Learning Visual Dynamics Models of Rigid Objects using Relational Inductive Biases
Ferreira, Fabio, Shao, Lin, Asfour, Tamim, Bohg, Jeannette
Endowing robots with human-like physical reasoning abilities remains challenging. We argue that existing methods often disregard spatio-temporal relations and by using Graph Neural Networks (GNNs) that incorporate a relational inductive bias, we can shift the learning process towards exploiting relations. In this work, we learn action-conditional forward dynamics models of a simulated manipulation task from visual observations involving cluttered and irregularly shaped objects. We investigate two GNN approaches and empirically assess their capability to generalize to scenarios with novel and an increasing number of objects. The first, Graph Networks (GN) based approach, considers explicitly defined edge attributes and not only does it consistently underperform an auto-encoder baseline that we modified to predict future states, our results indicate how different edge attributes can significantly influence the predictions. Consequently, we develop the Auto-Predictor that does not rely on explicitly defined edge attributes. It outperforms the baseline and the GN-based models. Overall, our results show the sensitivity of GNN-based approaches to the task representation, the efficacy of relational inductive biases and advocate choosing lightweight approaches that implicitly reason about relations over ones that leave these decisions to human designers.

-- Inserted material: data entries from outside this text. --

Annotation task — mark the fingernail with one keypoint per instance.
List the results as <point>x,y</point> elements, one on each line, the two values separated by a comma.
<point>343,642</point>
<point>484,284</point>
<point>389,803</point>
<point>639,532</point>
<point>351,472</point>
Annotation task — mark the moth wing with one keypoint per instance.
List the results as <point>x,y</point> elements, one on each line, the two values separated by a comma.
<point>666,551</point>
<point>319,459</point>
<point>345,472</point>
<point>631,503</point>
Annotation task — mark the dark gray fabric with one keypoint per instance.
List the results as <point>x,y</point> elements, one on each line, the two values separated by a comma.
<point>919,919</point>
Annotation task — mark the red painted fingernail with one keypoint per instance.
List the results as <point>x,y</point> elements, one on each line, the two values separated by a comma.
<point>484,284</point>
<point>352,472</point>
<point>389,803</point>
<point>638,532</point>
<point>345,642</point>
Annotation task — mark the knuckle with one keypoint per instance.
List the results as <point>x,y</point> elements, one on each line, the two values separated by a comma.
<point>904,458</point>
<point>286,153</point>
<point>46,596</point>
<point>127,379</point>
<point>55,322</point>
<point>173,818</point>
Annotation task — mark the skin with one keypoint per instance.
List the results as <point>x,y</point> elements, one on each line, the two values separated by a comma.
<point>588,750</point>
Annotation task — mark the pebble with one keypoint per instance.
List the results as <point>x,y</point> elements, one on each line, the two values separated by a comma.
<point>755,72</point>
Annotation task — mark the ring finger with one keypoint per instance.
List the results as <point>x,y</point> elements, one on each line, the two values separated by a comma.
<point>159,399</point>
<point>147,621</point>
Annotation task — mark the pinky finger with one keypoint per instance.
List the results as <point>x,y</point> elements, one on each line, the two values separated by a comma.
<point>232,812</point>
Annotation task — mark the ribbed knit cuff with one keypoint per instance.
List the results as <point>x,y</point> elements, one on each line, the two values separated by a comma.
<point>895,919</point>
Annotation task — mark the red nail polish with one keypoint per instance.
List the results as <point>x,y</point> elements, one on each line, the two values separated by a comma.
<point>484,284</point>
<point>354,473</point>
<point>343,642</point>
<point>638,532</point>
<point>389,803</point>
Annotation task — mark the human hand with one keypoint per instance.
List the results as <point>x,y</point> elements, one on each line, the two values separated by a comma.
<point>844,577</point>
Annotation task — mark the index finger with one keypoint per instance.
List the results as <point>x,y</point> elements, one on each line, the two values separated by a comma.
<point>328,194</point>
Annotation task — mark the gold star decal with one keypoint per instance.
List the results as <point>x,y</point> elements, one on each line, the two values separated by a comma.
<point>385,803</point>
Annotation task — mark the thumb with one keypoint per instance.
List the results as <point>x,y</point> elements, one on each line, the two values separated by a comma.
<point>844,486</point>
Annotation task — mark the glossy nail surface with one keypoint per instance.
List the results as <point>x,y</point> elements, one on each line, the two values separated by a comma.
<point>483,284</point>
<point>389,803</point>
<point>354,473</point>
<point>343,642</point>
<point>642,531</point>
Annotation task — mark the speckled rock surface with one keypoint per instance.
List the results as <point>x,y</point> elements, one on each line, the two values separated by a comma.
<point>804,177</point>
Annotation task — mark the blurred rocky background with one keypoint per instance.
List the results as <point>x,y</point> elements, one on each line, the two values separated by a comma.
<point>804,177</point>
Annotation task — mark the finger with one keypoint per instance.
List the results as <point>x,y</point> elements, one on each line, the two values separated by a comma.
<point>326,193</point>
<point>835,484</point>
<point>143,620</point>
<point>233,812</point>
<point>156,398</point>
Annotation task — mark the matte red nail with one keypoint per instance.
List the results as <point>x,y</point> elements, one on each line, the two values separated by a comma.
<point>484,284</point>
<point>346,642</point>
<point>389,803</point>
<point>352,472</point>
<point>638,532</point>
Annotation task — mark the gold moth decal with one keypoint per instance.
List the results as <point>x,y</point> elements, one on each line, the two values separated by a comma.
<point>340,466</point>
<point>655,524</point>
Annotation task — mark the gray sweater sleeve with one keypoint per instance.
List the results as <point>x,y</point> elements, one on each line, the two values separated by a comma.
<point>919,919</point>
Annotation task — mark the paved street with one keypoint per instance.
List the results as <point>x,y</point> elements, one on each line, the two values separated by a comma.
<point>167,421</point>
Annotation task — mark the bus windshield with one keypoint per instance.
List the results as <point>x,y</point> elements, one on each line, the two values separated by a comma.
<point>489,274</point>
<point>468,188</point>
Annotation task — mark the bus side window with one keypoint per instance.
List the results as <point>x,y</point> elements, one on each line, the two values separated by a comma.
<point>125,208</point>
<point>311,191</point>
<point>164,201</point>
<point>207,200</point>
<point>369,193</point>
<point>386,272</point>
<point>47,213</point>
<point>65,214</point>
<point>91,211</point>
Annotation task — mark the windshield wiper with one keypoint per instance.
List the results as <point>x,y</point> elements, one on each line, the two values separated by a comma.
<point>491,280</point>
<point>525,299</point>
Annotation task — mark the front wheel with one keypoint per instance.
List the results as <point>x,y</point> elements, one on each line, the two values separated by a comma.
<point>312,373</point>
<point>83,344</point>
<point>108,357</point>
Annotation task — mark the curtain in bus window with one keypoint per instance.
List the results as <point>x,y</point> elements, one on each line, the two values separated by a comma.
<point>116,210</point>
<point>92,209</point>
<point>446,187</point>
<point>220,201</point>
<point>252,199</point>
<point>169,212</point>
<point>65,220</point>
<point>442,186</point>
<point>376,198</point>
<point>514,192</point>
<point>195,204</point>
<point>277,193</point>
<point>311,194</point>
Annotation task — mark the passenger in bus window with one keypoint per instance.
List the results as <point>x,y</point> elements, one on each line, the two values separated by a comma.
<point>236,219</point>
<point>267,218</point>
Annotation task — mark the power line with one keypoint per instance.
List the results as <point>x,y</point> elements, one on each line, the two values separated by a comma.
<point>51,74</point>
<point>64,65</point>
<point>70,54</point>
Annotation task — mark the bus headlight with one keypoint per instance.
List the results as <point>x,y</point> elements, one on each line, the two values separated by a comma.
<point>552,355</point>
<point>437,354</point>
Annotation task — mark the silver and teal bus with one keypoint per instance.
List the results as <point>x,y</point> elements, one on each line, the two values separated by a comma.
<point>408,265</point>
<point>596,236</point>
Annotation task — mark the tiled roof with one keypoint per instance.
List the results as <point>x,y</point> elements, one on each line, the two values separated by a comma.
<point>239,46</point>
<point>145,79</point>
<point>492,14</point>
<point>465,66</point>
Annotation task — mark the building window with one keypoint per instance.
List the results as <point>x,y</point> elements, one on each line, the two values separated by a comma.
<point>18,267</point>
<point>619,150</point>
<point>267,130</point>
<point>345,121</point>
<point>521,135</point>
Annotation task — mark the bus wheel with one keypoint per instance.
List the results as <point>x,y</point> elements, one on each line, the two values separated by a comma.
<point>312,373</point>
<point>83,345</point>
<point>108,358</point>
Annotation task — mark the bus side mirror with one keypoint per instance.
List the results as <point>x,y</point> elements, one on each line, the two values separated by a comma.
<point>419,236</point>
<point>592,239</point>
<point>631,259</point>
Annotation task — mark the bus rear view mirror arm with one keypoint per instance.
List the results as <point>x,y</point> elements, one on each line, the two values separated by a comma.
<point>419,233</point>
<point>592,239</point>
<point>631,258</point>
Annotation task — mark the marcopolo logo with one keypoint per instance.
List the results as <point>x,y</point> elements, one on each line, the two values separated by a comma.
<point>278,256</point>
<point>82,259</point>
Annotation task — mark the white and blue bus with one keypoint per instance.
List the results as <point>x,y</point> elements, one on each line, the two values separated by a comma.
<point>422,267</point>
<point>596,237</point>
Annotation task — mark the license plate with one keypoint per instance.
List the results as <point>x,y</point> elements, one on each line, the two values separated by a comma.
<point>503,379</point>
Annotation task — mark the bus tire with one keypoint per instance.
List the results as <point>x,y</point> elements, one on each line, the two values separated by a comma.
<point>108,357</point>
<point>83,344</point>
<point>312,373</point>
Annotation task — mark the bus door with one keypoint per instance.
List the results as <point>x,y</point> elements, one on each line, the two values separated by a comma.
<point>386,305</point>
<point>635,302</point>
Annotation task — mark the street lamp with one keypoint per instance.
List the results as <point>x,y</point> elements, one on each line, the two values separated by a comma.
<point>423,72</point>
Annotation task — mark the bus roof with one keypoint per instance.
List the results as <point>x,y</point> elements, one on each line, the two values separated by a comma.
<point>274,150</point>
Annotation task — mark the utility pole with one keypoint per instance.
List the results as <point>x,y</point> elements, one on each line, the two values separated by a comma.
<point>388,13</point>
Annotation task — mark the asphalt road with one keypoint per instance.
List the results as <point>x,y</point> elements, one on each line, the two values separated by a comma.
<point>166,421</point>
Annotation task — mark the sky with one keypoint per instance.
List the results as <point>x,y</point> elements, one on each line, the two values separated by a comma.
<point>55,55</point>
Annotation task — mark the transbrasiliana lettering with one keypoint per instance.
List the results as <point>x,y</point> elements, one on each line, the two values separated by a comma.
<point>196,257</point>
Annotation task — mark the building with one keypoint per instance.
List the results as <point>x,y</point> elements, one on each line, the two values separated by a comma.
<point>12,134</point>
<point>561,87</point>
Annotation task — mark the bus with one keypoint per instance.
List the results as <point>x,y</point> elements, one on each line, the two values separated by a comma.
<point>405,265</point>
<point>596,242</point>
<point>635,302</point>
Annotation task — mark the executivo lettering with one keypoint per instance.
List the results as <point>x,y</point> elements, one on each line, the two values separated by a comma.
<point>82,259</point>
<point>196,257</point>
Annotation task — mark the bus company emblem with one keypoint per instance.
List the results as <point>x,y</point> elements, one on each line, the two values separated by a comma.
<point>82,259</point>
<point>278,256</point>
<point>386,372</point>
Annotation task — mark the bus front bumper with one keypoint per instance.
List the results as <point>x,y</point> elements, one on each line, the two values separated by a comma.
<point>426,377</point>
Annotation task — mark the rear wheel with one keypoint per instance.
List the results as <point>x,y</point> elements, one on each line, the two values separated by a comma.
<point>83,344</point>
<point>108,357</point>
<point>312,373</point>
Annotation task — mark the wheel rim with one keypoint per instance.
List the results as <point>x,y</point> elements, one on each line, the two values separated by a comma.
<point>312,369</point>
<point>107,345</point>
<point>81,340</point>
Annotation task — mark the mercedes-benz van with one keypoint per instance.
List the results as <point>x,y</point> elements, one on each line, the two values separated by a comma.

ClusterNet: 3D Instance Segmentation in RGB-D Images
Shao, Lin, Tian, Ye, Bohg, Jeannette
We propose a method for instance-level segmentation that uses RGB-D data as input and provides detailed information about the location, geometry and number of individual objects in the scene. This level of understanding is fundamental for autonomous robots. It enables safe and robust decision-making under the large uncertainty of the real-world. In our model, we propose to use the first and second order moments of the object occupancy function to represent an object instance. We train an hourglass Deep Neural Network (DNN) where each pixel in the output votes for the 3D position of the corresponding object center and for the object's size and pose. The final instance segmentation is achieved through clustering in the space of moments. The object-centric training loss is defined on the output of the clustering. Our method outperforms the state-of-the-art instance segmentation method on our synthesized dataset. We show that our method generalizes well on real-world data achieving visually better segmentation results.